Statistical Analysis

Descriptive analysis was performed using frequencies for categorical variables. Genomic characteristics were compared between the two databases using a chi-squared test, and values of P<.05 were considered statistically significant. The R program version 3.5.1 was used for data preprocessing and statistical analysis. A mutation waterfall plot was created using “GenVisR,” an R package available via Bioconductor [35], which also provided the proportions of genes, variant types, and specific variants using the R Shiny tool developed in this study.

Ethics Statement

This study was approved by the institutional review board at Ajou University Hospital of Korea (IRB approval number: AJIRB-MED-MDB-18-390). Data visualization tool for clinical sequencing data holders who converted their genomic data into genomic CDM. Users can (a) connect their genomic CDM database; (b) get analysis plots such as an overall profile, (c) mutation type, and (d) pathogeny of variants; and (e) search the proportion of patients with gene name and variant information. CDM: common data model.

Results

Data Comparison for Model Validation

To confirm the differences between the AUSOM and TCGA databases, the summary results of the sequencing data such as the gene, variant type, and disease subtypes were gathered and compared. We characterized the biological background of total variants in both databases for variant types, with DNA-level structural variants classified as “sequence alteration” and protein functional types classified as “variant feature.” Among the SNPs, insertions, and deletions, the most frequent structural variant type was SNPs, accounting for >80% of total variants in both databases (Multimedia Appendix 7). However, the functional types of the variants, including missense, nonsense, frameshift, inframe, and splice variants, showed different frequencies between the databases (all P<.001), with intron and synonymous variants being most frequent in the AUSOM database (combined frequency of 83%) and missense variants being the most frequent in the TCGA database (73%; Multimedia Appendix 7). A waterfall plot was created in both the AUSOM and TCGA databases, which focused only on protein-altering variants such as missense, nonsense, frameshift, inframe, and splicing variants to obtain a variant profile (Figure 3; Multimedia Appendix 8). The 15 genes as a union of the top 10 genes in each database were selected as targets for overall profiling. In the AUSOM database, the top 10 genes had a variant frequency > 75% among patients with lung cancer, whereas only one gene, TP53, had a variant frequency > 25% in the TCGA database. In particular, EGFR variants showed very different frequencies in the AUSOM and TCGA databases (89.5% and 11.5%, respectively). All 15 genes had different proportions of variants in the two databases (all P<.001). Although the ranking of genes with high frequencies of variants differed between databases; the most frequent variant type was a missense variant in both databases (Figure 3).

Figure 3

Waterfall plot describing the variant profile of the top 10 genes in (a) Ajou University School of Medicine and (b) The Cancer Genome Atlas databases. Each row represents gene symbols ordered by their frequency of variants with different colors indicating different variant types. Columns represent each patient with only one sample per patient. The bar graph on the left corresponds to the frequency of variants in each gene. Clinical groups such as age, sex, and condition are shown in the bottom box. LUAD: lung adenocarcinoma; LUSC: lung squamous cell carcinoma.

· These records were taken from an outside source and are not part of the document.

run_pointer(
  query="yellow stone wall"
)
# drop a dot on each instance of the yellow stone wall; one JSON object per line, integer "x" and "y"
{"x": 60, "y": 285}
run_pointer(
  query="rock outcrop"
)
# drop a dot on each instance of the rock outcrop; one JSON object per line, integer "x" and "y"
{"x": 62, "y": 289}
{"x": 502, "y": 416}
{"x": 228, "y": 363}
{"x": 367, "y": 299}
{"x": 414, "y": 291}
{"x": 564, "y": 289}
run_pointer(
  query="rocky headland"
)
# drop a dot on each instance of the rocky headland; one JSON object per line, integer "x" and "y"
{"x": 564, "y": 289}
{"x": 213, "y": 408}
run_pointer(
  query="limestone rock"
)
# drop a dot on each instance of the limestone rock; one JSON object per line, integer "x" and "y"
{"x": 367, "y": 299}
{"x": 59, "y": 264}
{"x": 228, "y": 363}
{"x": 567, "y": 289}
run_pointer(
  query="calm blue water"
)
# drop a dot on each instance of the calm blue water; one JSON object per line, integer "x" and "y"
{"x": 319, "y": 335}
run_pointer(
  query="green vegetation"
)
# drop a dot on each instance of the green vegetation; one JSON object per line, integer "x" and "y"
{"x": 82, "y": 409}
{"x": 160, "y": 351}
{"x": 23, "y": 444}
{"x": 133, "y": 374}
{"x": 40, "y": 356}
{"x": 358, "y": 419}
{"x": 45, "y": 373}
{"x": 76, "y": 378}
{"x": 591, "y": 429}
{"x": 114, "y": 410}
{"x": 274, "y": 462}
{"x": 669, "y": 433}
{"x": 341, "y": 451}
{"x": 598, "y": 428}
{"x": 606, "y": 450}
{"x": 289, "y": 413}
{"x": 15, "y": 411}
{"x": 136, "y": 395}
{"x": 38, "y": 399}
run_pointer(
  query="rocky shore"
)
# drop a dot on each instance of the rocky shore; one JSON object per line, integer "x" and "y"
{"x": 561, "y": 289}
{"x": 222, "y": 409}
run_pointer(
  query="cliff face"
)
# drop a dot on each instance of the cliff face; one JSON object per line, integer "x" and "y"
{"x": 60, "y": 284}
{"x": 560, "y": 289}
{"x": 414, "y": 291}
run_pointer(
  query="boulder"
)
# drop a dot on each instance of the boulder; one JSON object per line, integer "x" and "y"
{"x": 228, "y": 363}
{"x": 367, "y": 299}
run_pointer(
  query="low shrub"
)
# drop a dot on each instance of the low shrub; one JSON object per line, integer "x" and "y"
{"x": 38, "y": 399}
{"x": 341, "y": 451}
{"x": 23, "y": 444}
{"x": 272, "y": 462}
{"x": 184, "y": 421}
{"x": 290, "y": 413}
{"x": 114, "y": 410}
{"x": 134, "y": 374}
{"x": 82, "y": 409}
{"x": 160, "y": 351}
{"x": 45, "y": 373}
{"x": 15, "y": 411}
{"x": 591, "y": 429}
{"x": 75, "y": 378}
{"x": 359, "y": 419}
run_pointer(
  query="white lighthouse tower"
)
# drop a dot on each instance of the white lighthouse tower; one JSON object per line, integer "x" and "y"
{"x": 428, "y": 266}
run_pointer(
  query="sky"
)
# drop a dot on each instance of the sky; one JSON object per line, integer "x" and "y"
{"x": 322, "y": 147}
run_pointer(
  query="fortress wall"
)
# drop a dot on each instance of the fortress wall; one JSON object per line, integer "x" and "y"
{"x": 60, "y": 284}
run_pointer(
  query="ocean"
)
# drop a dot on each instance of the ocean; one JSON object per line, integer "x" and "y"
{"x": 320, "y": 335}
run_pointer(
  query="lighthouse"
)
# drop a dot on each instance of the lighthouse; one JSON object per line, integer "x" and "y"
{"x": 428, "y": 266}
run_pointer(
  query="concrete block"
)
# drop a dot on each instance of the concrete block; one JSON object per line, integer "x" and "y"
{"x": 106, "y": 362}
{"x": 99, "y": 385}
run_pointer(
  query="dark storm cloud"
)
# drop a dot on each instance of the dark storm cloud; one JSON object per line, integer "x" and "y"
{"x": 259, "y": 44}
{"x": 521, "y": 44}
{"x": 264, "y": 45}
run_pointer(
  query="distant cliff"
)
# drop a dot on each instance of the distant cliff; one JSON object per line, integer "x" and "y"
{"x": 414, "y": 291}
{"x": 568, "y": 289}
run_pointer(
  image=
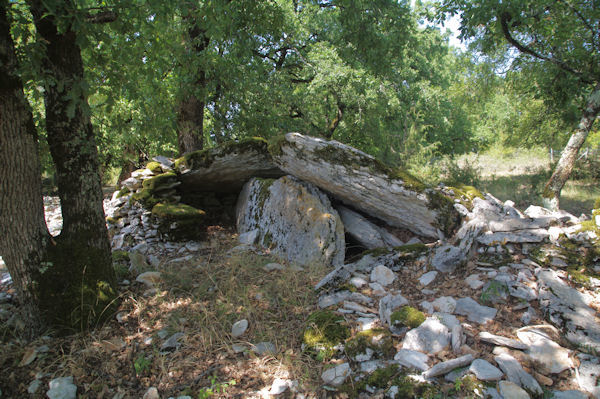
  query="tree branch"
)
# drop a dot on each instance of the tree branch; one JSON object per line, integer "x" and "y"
{"x": 101, "y": 17}
{"x": 505, "y": 19}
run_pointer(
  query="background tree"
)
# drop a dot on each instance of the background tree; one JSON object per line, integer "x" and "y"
{"x": 557, "y": 38}
{"x": 67, "y": 282}
{"x": 25, "y": 237}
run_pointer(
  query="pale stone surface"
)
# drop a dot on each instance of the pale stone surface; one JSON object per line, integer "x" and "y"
{"x": 515, "y": 373}
{"x": 363, "y": 186}
{"x": 568, "y": 307}
{"x": 228, "y": 167}
{"x": 430, "y": 337}
{"x": 336, "y": 376}
{"x": 502, "y": 341}
{"x": 365, "y": 232}
{"x": 295, "y": 219}
{"x": 485, "y": 371}
{"x": 62, "y": 388}
{"x": 428, "y": 278}
{"x": 474, "y": 282}
{"x": 519, "y": 237}
{"x": 510, "y": 390}
{"x": 572, "y": 394}
{"x": 474, "y": 311}
{"x": 412, "y": 359}
{"x": 552, "y": 357}
{"x": 239, "y": 328}
{"x": 388, "y": 304}
{"x": 150, "y": 279}
{"x": 383, "y": 275}
{"x": 444, "y": 304}
{"x": 447, "y": 366}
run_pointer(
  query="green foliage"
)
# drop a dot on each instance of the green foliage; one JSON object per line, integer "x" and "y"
{"x": 141, "y": 364}
{"x": 325, "y": 330}
{"x": 408, "y": 316}
{"x": 215, "y": 388}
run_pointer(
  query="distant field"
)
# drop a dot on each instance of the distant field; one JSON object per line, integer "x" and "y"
{"x": 519, "y": 175}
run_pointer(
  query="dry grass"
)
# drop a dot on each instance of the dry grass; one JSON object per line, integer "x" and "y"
{"x": 201, "y": 298}
{"x": 519, "y": 175}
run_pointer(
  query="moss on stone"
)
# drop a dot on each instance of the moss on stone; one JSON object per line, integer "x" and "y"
{"x": 145, "y": 197}
{"x": 408, "y": 316}
{"x": 120, "y": 256}
{"x": 156, "y": 182}
{"x": 447, "y": 217}
{"x": 324, "y": 331}
{"x": 275, "y": 144}
{"x": 392, "y": 375}
{"x": 123, "y": 191}
{"x": 177, "y": 212}
{"x": 204, "y": 158}
{"x": 154, "y": 167}
{"x": 377, "y": 339}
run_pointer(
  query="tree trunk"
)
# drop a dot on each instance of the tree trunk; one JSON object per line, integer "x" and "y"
{"x": 569, "y": 155}
{"x": 24, "y": 233}
{"x": 80, "y": 287}
{"x": 190, "y": 113}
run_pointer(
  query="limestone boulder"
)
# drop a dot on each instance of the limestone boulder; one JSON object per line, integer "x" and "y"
{"x": 294, "y": 219}
{"x": 226, "y": 168}
{"x": 359, "y": 180}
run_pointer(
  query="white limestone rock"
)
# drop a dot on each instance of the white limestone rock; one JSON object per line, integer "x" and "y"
{"x": 336, "y": 376}
{"x": 412, "y": 359}
{"x": 295, "y": 220}
{"x": 383, "y": 275}
{"x": 485, "y": 371}
{"x": 475, "y": 312}
{"x": 430, "y": 337}
{"x": 353, "y": 177}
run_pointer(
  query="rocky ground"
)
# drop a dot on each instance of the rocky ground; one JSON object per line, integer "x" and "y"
{"x": 517, "y": 320}
{"x": 465, "y": 296}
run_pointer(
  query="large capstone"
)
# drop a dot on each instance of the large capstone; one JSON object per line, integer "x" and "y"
{"x": 294, "y": 219}
{"x": 359, "y": 180}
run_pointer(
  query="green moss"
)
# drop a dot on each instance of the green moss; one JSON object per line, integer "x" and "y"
{"x": 122, "y": 192}
{"x": 275, "y": 144}
{"x": 158, "y": 181}
{"x": 324, "y": 331}
{"x": 154, "y": 167}
{"x": 408, "y": 316}
{"x": 392, "y": 375}
{"x": 447, "y": 217}
{"x": 378, "y": 339}
{"x": 175, "y": 212}
{"x": 204, "y": 158}
{"x": 120, "y": 256}
{"x": 264, "y": 193}
{"x": 409, "y": 180}
{"x": 145, "y": 198}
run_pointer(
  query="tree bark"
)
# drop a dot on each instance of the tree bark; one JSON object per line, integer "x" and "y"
{"x": 569, "y": 155}
{"x": 24, "y": 232}
{"x": 190, "y": 113}
{"x": 79, "y": 287}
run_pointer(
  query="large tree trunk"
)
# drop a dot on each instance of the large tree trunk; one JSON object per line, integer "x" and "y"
{"x": 24, "y": 233}
{"x": 80, "y": 285}
{"x": 190, "y": 113}
{"x": 569, "y": 155}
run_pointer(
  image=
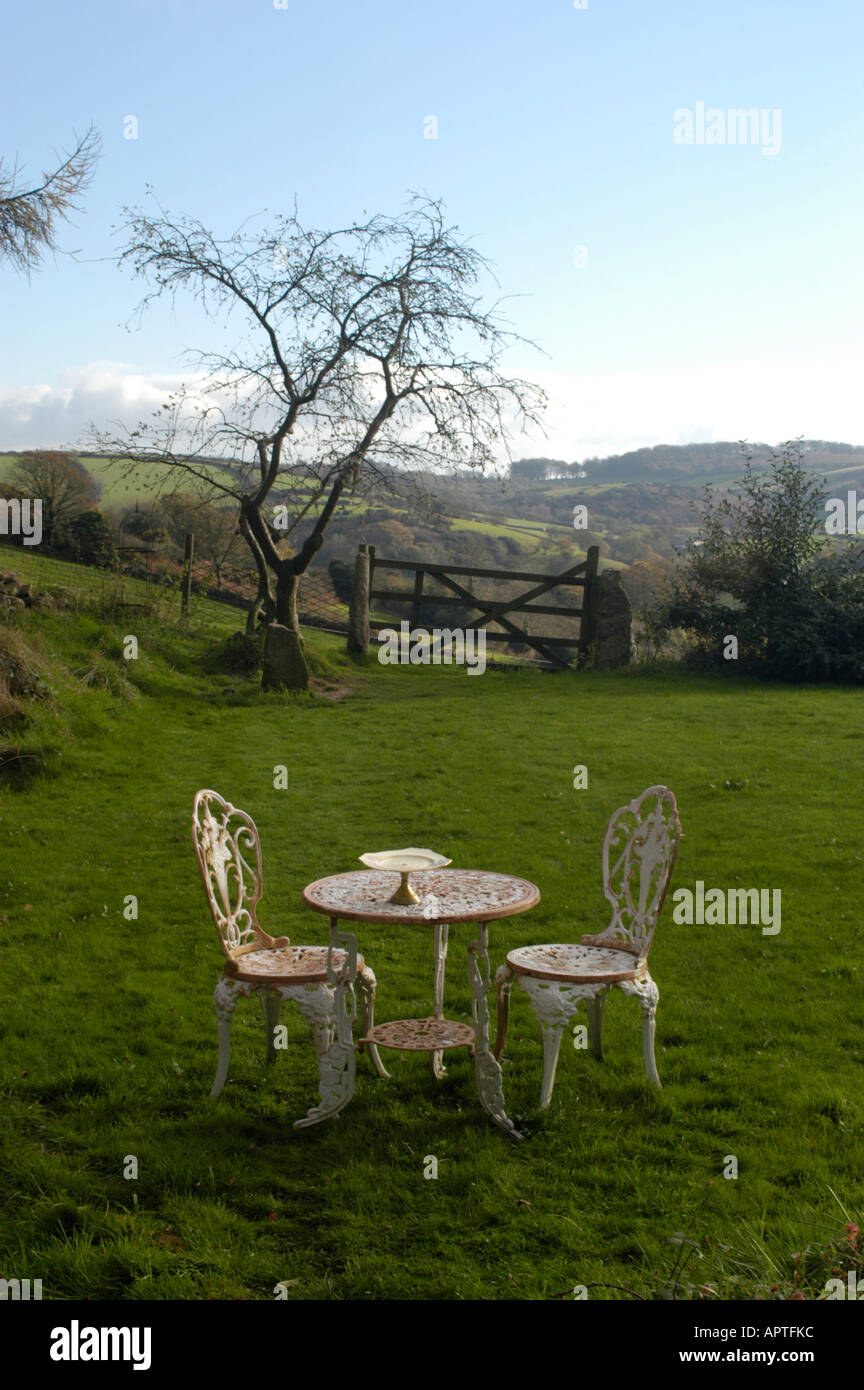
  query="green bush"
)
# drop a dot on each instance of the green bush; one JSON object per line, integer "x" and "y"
{"x": 760, "y": 571}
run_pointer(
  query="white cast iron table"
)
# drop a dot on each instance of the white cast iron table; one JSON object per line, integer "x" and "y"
{"x": 446, "y": 897}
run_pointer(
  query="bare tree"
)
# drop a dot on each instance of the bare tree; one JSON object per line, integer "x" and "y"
{"x": 63, "y": 484}
{"x": 28, "y": 216}
{"x": 217, "y": 537}
{"x": 367, "y": 352}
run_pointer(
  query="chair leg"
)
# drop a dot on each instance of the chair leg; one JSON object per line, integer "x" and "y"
{"x": 325, "y": 1009}
{"x": 224, "y": 1000}
{"x": 552, "y": 1047}
{"x": 270, "y": 1002}
{"x": 648, "y": 994}
{"x": 366, "y": 991}
{"x": 503, "y": 984}
{"x": 596, "y": 1008}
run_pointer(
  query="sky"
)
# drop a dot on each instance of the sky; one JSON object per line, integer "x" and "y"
{"x": 679, "y": 291}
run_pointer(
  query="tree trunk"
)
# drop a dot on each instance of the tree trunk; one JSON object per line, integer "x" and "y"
{"x": 288, "y": 583}
{"x": 284, "y": 660}
{"x": 263, "y": 608}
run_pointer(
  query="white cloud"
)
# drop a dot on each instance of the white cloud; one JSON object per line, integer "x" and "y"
{"x": 59, "y": 416}
{"x": 589, "y": 414}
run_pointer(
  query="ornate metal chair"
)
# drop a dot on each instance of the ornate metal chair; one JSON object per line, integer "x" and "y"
{"x": 638, "y": 856}
{"x": 318, "y": 979}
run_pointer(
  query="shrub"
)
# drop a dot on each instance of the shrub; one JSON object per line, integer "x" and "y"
{"x": 760, "y": 571}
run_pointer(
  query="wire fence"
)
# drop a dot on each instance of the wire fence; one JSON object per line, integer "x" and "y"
{"x": 131, "y": 583}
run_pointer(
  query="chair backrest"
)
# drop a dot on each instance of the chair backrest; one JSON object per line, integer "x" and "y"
{"x": 638, "y": 856}
{"x": 229, "y": 858}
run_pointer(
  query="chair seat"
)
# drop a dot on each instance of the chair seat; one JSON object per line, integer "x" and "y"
{"x": 575, "y": 963}
{"x": 288, "y": 965}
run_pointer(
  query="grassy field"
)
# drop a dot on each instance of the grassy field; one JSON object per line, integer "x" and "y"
{"x": 109, "y": 1036}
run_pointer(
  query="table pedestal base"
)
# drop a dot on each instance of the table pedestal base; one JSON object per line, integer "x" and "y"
{"x": 421, "y": 1034}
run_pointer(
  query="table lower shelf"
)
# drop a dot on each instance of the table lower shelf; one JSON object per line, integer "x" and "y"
{"x": 421, "y": 1034}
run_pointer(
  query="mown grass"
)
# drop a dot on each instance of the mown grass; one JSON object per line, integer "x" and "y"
{"x": 109, "y": 1039}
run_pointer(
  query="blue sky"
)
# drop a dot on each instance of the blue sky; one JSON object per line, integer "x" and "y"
{"x": 720, "y": 293}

In contrast, comparison of the waterfall plot of all 49 genes targeted in the cancer panel of the AUSOM database to that of the same gene set of the TCGA database showed a higher frequency of frameshift and nonsense type variants than splice type variants in the TCGA data, although the ranking of genes with more variants still differed between the two databases (Multimedia Appendix 8). Exploration of the CNVs in AUSOM showed that RET was the gene with the most frequent CNVs, specifically due to amplification (Multimedia Appendix 8). Waterfall plot describing the variant profile of the top 10 genes in (a) Ajou University School of Medicine and (b) The Cancer Genome Atlas databases. Each row represents gene symbols ordered by their frequency of variants with different colors indicating different variant types. Columns represent each patient with only one sample per patient. The bar graph on the left corresponds to the frequency of variants in each gene. Clinical groups such as age, sex, and condition are shown in the bottom box. LUAD: lung adenocarcinoma; LUSC: lung squamous cell carcinoma.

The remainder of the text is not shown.